Thanks to a simple inquiry on Facebook, it's now a day to celebrate with a father who didn’t know he existed for nearly three decades.
Starr grew up in a rough part of Detroit under the care of his grandmother, with a mother off in the military and a father he never knew who was absent from his life. Meanwhile, his father was living his life not knowing he had a son.
That all changed one day in 2009 when Starr logged into Facebook and searched for the name “Chris Truesdale’’ in an attempt to see if his father might be out there.
“I didn't believe that anyone would actually reply because I was just so used to being without him,’’ Starr told Willie Geist in an interview that aired on TODAY Friday. “I thought that I was going to live the remaining years of my life without knowing who my father was.”
Truesdale had only purchased a computer two weeks before he saw Starr's message. He logged on to his Facebook account at his home in the Bronx to a message from a stranger saying with the subject line "looking for a father." At the time, Starr was 5,000 miles away, studying in Ukraine on a Fulbright Scholarship.
Truesdale knew immediately that he had just met his 29-year-old son for the first time. There would be no trips to tabloid talk shows to determine paternity.
“When I saw the picture…oh yeah,’’ Truesdale told Geist. “We don’t have to go to Maury (Povich).”
When Starr’s mother initially found out she was pregnant with him, Truesdale had already left their military base and she never was able to track him down. That left Starr yearning for a father he never knew, and Truesdale not knowing he had a son.
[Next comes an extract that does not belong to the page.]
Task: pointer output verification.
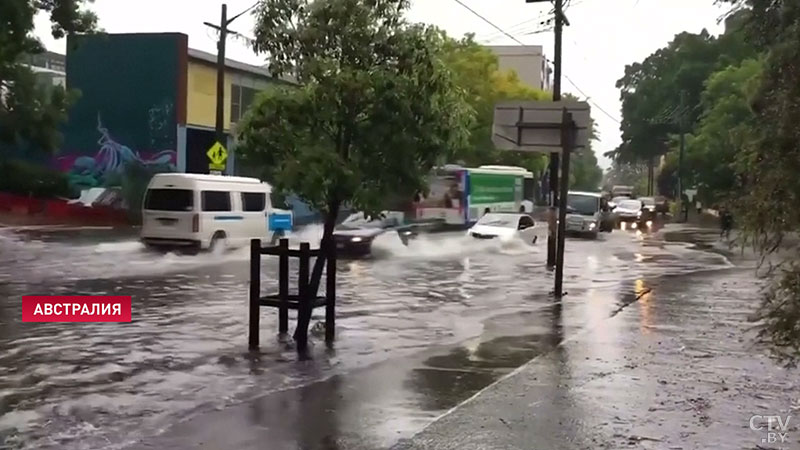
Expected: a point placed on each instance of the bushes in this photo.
(24, 178)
“I'm not a guy that has children and don't take care of them,’’ Truesdale said. “Shoot, I mean, had I known he was my child, he'd have been right there.”
Starr still wonders how he was able to make it through his adolescence alive with only his ailing grandmother to keep an eye on him.
“If I had to deal with gangs and fight my way to school, that's what I had to do,’’ Starr said. “Sometimes I would come back to the house with cuts on my cheek from fighting, and she would simply say, ‘Did you get your shots in?’ I often wondered if, when things were really tough, if he knew I was here, would he come and get me?”
Starr overcame his circumstances to earn two masters degrees and the Fulbright scholarship. While Starr was still in Ukraine, they caught up on each other's lives over Skype and then met in person in New York in 2011. Starr was struggling to find work, so Truesdale took his newfound son into his home.
“I didn't think I needed a father when I was younger, but I needed one when I was 31 years old,’’ Starr said. “I thought I was completely prepared for the world, and life had a different plan.”
Starr has since moved out, but the reunited father and son still talk daily after having been strangers for nearly three decades.
“We can drink beer together,’’ Starr said. “We couldn't have done that if I was 14. I don't know, depending on what kind of man he was back in the day, maybe we would have.”
“Wrong answer,’’ Truesdale joked after making a buzzer noise.
“It's cool,’’ Starr said. “I love him. We do grown adult things together, and he came at the perfect time in my life.”